There is some promise for novel biomarkers or biomarker panels for preventive health screening in the future. Two studied biomarkers that could prove useful as part of a panel are human epididymis protein 4 (HE4) and lysophosphatidic acid (LPA). Elevations in HE4 have been found in two-thirds of early- and late-stage OC, but only in serous and endometrial epithelial OCs.5 LPA, on the other hand, was found to be expressed in 90% of stage I and in 100% of late-stage OCs. Furthermore, detected LPA levels corresponded with overall survival stage: later-stage OCs had higher levels of LPA expression. However, the use of LPA as a preventive screening tool may be limited, since it has also been detected in some healthy control patients and in patients with benign disease, which would better suit it for use in high-risk patient populations (to avoid false positives).5 In the meantime, research continues for screening biomarkers and tools that would enable diagnosis of OC in its earlier stages and, therefore, produce improved patient outcomes.

References

  1. US Preventive Services Task Force. Grossman DC, Curry SJ, Owens DK, et al. Screening for ovarian cancer: US Preventive Services Task Force recommendation statement. JAMA. 2018;319(6):588-594.
  2. Expert Panel on Women’s Imaging. Pandharipande PV, Lowry KP, Reinhold C, et al. ACR Appropriateness Criteria® ovarian cancer screening. J Am Coll Radiol. 2017;14(11S):S490-S499.

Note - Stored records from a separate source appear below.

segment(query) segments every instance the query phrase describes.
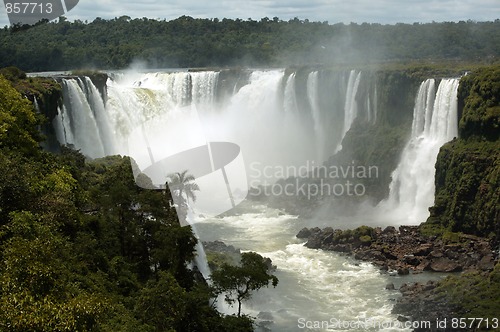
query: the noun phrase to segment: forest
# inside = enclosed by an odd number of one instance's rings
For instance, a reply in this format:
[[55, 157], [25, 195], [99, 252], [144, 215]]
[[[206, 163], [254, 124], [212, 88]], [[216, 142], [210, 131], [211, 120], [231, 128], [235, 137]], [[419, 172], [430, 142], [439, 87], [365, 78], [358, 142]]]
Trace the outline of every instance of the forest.
[[[34, 56], [36, 54], [36, 56]], [[0, 67], [24, 71], [381, 62], [494, 62], [500, 20], [330, 24], [298, 18], [171, 21], [128, 16], [0, 29]]]

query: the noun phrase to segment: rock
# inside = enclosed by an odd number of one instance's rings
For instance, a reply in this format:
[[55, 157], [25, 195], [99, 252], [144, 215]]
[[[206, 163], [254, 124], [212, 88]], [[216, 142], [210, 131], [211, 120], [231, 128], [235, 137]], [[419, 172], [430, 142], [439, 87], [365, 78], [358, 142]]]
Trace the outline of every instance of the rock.
[[336, 244], [332, 247], [333, 251], [349, 253], [352, 251], [351, 245], [349, 244]]
[[443, 252], [439, 249], [431, 251], [429, 256], [434, 257], [434, 258], [441, 258], [444, 256]]
[[309, 249], [320, 249], [321, 243], [322, 243], [321, 238], [319, 238], [318, 236], [311, 236], [307, 240], [306, 244], [304, 244], [304, 246], [306, 246]]
[[394, 284], [391, 282], [390, 284], [385, 285], [385, 289], [387, 290], [395, 290]]
[[323, 245], [327, 245], [333, 242], [333, 230], [328, 233], [323, 232], [323, 241], [321, 242]]
[[460, 254], [456, 252], [455, 250], [452, 249], [446, 249], [444, 252], [445, 256], [448, 257], [451, 260], [458, 260], [460, 257]]
[[382, 234], [395, 234], [396, 233], [396, 227], [394, 226], [387, 226], [383, 231]]
[[311, 231], [307, 227], [302, 228], [299, 231], [299, 233], [297, 233], [297, 235], [295, 235], [295, 237], [298, 239], [307, 239], [309, 236], [311, 236]]
[[401, 275], [401, 276], [406, 276], [408, 274], [410, 274], [410, 270], [406, 267], [403, 267], [403, 268], [399, 268], [398, 269], [398, 274]]
[[429, 269], [434, 272], [458, 272], [462, 266], [446, 257], [432, 260]]
[[399, 233], [401, 235], [416, 234], [418, 232], [418, 226], [399, 226]]
[[493, 268], [495, 267], [495, 260], [493, 259], [493, 255], [490, 254], [481, 258], [477, 266], [483, 271], [493, 270]]
[[396, 259], [398, 259], [398, 256], [394, 255], [394, 254], [393, 254], [391, 251], [389, 251], [389, 250], [384, 251], [384, 253], [383, 253], [383, 254], [384, 254], [385, 258], [387, 258], [387, 259], [390, 259], [390, 260], [396, 260]]
[[425, 243], [413, 251], [414, 256], [427, 256], [432, 251], [432, 243]]
[[413, 255], [405, 256], [405, 258], [403, 258], [403, 262], [405, 262], [406, 264], [409, 264], [409, 265], [413, 265], [413, 266], [420, 265], [420, 259], [418, 259], [417, 257], [415, 257]]
[[359, 260], [385, 261], [385, 256], [378, 250], [358, 251], [354, 258]]

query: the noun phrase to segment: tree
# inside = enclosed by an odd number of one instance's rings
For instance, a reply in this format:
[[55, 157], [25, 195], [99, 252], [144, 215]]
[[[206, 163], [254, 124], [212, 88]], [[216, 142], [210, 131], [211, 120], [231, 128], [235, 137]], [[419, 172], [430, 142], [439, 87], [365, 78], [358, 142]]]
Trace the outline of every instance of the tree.
[[36, 154], [41, 140], [37, 130], [40, 124], [30, 101], [0, 73], [0, 148]]
[[170, 188], [174, 202], [177, 204], [177, 214], [181, 222], [186, 220], [189, 200], [196, 202], [194, 192], [200, 190], [200, 187], [193, 182], [195, 177], [187, 172], [185, 170], [182, 173], [170, 174], [167, 179], [167, 186]]
[[229, 305], [238, 302], [238, 317], [241, 316], [241, 304], [252, 297], [254, 291], [268, 286], [276, 287], [278, 278], [269, 273], [269, 264], [255, 252], [241, 255], [241, 266], [224, 263], [220, 269], [212, 273], [212, 281], [218, 294], [225, 293], [225, 301]]

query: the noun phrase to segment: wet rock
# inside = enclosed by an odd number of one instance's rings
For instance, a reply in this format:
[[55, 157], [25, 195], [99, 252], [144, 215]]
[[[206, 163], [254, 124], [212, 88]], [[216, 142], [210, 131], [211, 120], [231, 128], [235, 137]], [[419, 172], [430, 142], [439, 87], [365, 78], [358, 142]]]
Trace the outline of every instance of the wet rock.
[[320, 249], [323, 241], [318, 236], [310, 236], [306, 244], [304, 244], [309, 249]]
[[308, 248], [352, 254], [355, 259], [372, 262], [386, 270], [390, 268], [394, 273], [398, 270], [412, 273], [488, 271], [497, 259], [489, 241], [476, 236], [460, 235], [465, 242], [448, 243], [437, 237], [421, 236], [417, 226], [372, 228], [369, 233], [365, 229], [363, 236], [355, 234], [315, 227], [302, 229], [297, 237], [307, 238]]
[[385, 285], [385, 289], [387, 290], [395, 290], [396, 287], [394, 286], [394, 284], [391, 282], [390, 284], [387, 284]]
[[349, 253], [352, 251], [351, 246], [349, 244], [337, 244], [332, 247], [333, 251]]
[[295, 235], [295, 237], [297, 237], [298, 239], [307, 239], [309, 236], [311, 236], [311, 234], [312, 232], [309, 230], [309, 228], [304, 227], [299, 231], [299, 233], [297, 233], [297, 235]]
[[407, 255], [403, 258], [403, 262], [406, 264], [412, 265], [412, 266], [418, 266], [420, 265], [420, 259], [413, 255]]
[[433, 260], [429, 269], [434, 272], [458, 272], [462, 271], [462, 266], [446, 257]]

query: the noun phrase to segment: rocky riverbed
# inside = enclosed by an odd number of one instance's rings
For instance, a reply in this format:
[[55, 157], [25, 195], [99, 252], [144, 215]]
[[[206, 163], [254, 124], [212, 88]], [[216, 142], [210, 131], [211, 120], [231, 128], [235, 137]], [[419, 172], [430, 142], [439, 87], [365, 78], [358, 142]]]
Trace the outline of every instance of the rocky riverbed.
[[410, 271], [491, 271], [497, 259], [485, 238], [465, 234], [455, 234], [450, 240], [425, 237], [417, 226], [389, 226], [383, 230], [363, 226], [347, 231], [304, 228], [297, 237], [307, 239], [308, 248], [353, 255], [403, 275]]
[[[469, 277], [464, 278], [463, 283], [468, 289], [478, 280], [491, 278], [490, 273], [498, 262], [498, 252], [493, 250], [488, 239], [457, 233], [441, 238], [427, 237], [420, 234], [417, 226], [399, 229], [389, 226], [383, 230], [366, 226], [355, 230], [304, 228], [297, 237], [306, 239], [308, 248], [352, 255], [391, 274], [468, 272]], [[457, 305], [453, 296], [449, 296], [450, 287], [457, 285], [454, 280], [403, 284], [399, 288], [402, 297], [396, 302], [393, 313], [398, 314], [401, 321], [431, 323], [430, 329], [416, 328], [414, 331], [459, 331], [450, 324], [446, 328], [436, 326], [438, 320], [451, 322], [453, 318], [466, 315], [464, 306]], [[390, 284], [387, 289], [395, 288]]]

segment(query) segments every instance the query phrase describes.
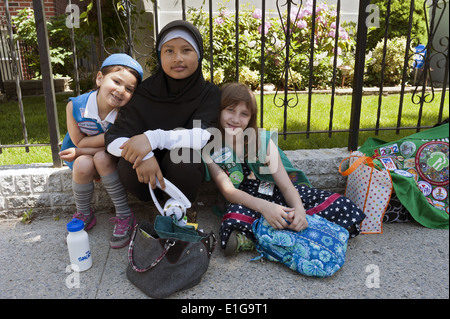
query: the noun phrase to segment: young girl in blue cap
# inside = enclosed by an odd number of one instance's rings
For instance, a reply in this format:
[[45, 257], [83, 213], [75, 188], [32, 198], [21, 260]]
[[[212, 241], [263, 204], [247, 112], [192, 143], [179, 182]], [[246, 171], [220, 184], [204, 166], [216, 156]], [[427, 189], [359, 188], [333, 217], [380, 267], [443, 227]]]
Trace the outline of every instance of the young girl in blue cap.
[[117, 174], [117, 159], [105, 152], [104, 134], [114, 123], [119, 108], [131, 99], [142, 81], [142, 67], [126, 54], [113, 54], [97, 73], [97, 89], [70, 98], [66, 107], [67, 134], [60, 157], [72, 169], [72, 188], [77, 212], [85, 229], [91, 229], [96, 218], [91, 208], [94, 180], [100, 180], [116, 209], [110, 239], [112, 248], [121, 248], [130, 241], [136, 223], [128, 206], [127, 193]]

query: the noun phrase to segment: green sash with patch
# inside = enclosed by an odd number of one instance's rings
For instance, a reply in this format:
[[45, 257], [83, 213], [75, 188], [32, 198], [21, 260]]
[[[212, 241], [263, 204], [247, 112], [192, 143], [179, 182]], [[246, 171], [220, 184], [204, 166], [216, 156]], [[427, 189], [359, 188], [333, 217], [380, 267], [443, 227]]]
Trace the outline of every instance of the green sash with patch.
[[[261, 143], [260, 148], [258, 149], [258, 156], [255, 161], [245, 161], [247, 166], [255, 174], [255, 177], [261, 181], [274, 182], [272, 174], [265, 173], [265, 171], [267, 171], [267, 166], [264, 163], [267, 163], [266, 155], [270, 139], [272, 139], [275, 142], [275, 145], [277, 145], [277, 138], [278, 134], [276, 134], [276, 132], [260, 130]], [[278, 148], [278, 152], [292, 183], [294, 185], [304, 184], [311, 187], [306, 175], [301, 170], [292, 166], [292, 163], [280, 148]], [[244, 173], [241, 161], [238, 160], [233, 148], [225, 145], [220, 150], [211, 154], [211, 158], [227, 173], [234, 187], [239, 188], [239, 185], [244, 180]], [[207, 180], [209, 180], [209, 172], [207, 172], [206, 176]]]
[[395, 142], [369, 138], [359, 149], [389, 169], [411, 216], [428, 228], [449, 227], [449, 124]]

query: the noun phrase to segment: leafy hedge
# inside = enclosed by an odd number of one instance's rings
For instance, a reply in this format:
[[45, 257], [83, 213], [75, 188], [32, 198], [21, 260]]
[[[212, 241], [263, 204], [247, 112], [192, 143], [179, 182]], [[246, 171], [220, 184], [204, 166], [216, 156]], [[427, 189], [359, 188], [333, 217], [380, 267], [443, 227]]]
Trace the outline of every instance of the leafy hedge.
[[[228, 12], [225, 2], [219, 4], [219, 14], [213, 17], [213, 68], [214, 82], [235, 81], [236, 74], [236, 22], [235, 14]], [[290, 87], [304, 89], [309, 83], [309, 56], [313, 7], [308, 1], [304, 6], [293, 5], [290, 18]], [[261, 34], [265, 32], [264, 82], [284, 87], [286, 60], [287, 12], [280, 17], [268, 13], [262, 25], [262, 11], [254, 6], [242, 6], [239, 12], [239, 80], [256, 88], [260, 82]], [[209, 16], [201, 7], [190, 8], [188, 19], [204, 35], [204, 73], [210, 78]], [[333, 6], [319, 4], [316, 7], [315, 41], [313, 61], [313, 86], [330, 87], [334, 62], [335, 34], [339, 31], [337, 66], [352, 65], [355, 40], [348, 24], [336, 29], [336, 10]], [[338, 74], [340, 76], [340, 73]]]

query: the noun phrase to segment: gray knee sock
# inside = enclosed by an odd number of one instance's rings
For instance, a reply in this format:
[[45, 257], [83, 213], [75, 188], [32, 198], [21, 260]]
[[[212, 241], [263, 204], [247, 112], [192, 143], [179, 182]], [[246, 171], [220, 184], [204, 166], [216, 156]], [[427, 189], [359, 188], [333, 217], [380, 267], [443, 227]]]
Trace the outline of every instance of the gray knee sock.
[[77, 212], [89, 215], [91, 213], [91, 200], [94, 194], [94, 183], [77, 184], [72, 180], [73, 196]]
[[102, 183], [111, 197], [111, 201], [116, 208], [117, 217], [127, 217], [131, 215], [130, 206], [128, 206], [128, 197], [125, 188], [119, 179], [117, 171], [106, 176], [102, 176]]

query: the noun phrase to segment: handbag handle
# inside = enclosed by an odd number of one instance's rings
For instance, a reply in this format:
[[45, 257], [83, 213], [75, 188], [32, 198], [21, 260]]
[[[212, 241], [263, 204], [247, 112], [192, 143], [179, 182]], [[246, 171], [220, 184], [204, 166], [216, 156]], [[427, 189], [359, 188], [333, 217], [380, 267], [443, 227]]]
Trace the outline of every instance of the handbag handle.
[[[353, 162], [353, 164], [346, 169], [345, 171], [342, 171], [342, 163], [348, 159], [350, 159], [351, 157], [358, 157], [358, 159], [356, 161]], [[363, 162], [366, 162], [370, 167], [374, 168], [375, 164], [373, 163], [373, 160], [371, 157], [368, 156], [349, 156], [344, 158], [341, 163], [339, 164], [339, 173], [341, 173], [342, 176], [348, 176], [351, 173], [353, 173], [359, 165], [361, 165]]]
[[148, 266], [146, 268], [138, 268], [134, 264], [134, 261], [133, 261], [134, 238], [136, 237], [137, 230], [138, 230], [138, 224], [136, 224], [136, 226], [134, 227], [133, 236], [131, 236], [130, 245], [128, 246], [128, 261], [130, 263], [131, 268], [134, 271], [146, 272], [147, 270], [150, 270], [153, 267], [155, 267], [166, 256], [166, 254], [169, 252], [169, 249], [175, 245], [176, 241], [167, 239], [166, 243], [164, 244], [164, 249], [163, 249], [161, 255], [158, 258], [156, 258], [155, 261], [150, 264], [150, 266]]
[[[166, 243], [164, 244], [164, 249], [161, 253], [161, 255], [155, 259], [155, 261], [153, 263], [150, 264], [150, 266], [146, 267], [146, 268], [138, 268], [133, 261], [133, 250], [134, 250], [134, 238], [136, 237], [136, 233], [138, 230], [139, 224], [136, 224], [136, 226], [134, 227], [133, 230], [133, 235], [131, 236], [131, 241], [130, 244], [128, 246], [128, 261], [130, 263], [131, 268], [136, 271], [136, 272], [146, 272], [150, 269], [152, 269], [153, 267], [155, 267], [169, 252], [169, 249], [175, 245], [176, 240], [171, 240], [171, 239], [167, 239]], [[211, 256], [212, 252], [214, 251], [214, 249], [216, 248], [216, 244], [217, 244], [217, 240], [216, 240], [216, 236], [214, 236], [214, 233], [210, 233], [208, 236], [209, 241], [206, 241], [206, 244], [208, 245], [208, 257]]]
[[213, 251], [216, 249], [217, 239], [213, 232], [209, 233], [208, 237], [206, 238], [207, 239], [205, 240], [205, 244], [208, 248], [208, 257], [211, 257]]

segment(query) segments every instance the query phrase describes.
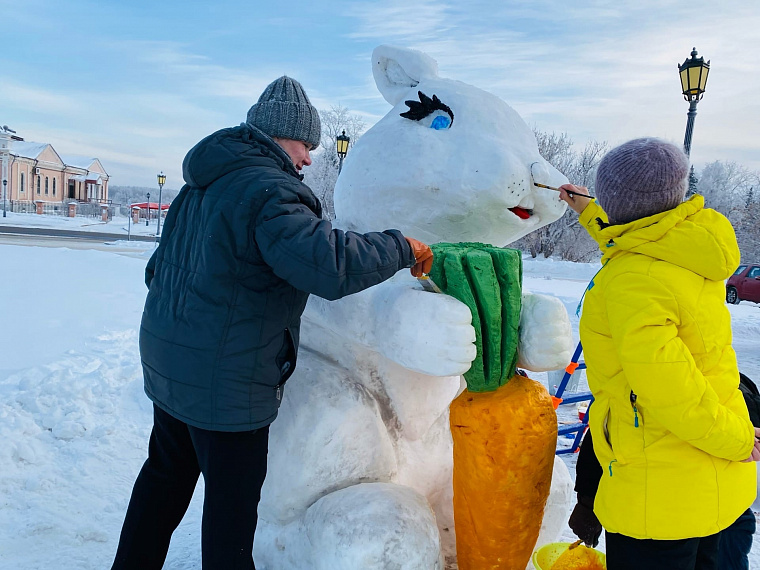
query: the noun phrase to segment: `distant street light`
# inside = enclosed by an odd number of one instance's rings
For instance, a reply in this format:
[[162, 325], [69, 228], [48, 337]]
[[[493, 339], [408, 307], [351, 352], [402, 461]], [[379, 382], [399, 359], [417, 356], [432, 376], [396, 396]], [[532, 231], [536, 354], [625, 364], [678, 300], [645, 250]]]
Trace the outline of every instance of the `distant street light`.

  3. Smith-Bindman R, Poder L, Johnson E, Miglioretti DL. Risk of malignant ovarian cancer based on ultrasonography findings in a large unselected population. JAMA Intern Med. 2019;179(1):71-77.
  4. Chandra A, Pius C, Nabeel M, et al. Ovarian cancer: current status and strategies for improving therapeutic outcomes. Cancer Med. 2019;8(16):7018-7031.
  5. De La Franier B, Thompson M. Early stage detection and screening of ovarian cancer: a research opportunity and significant challenge for biosensor technology. Biosens Bioelectron. 2019;135:71-81.
  6. Lheureux S, Gourley C, Vergote I, Oza AM. Epithelial ovarian cancer. Lancet. 2019;393(10177):1240-1253.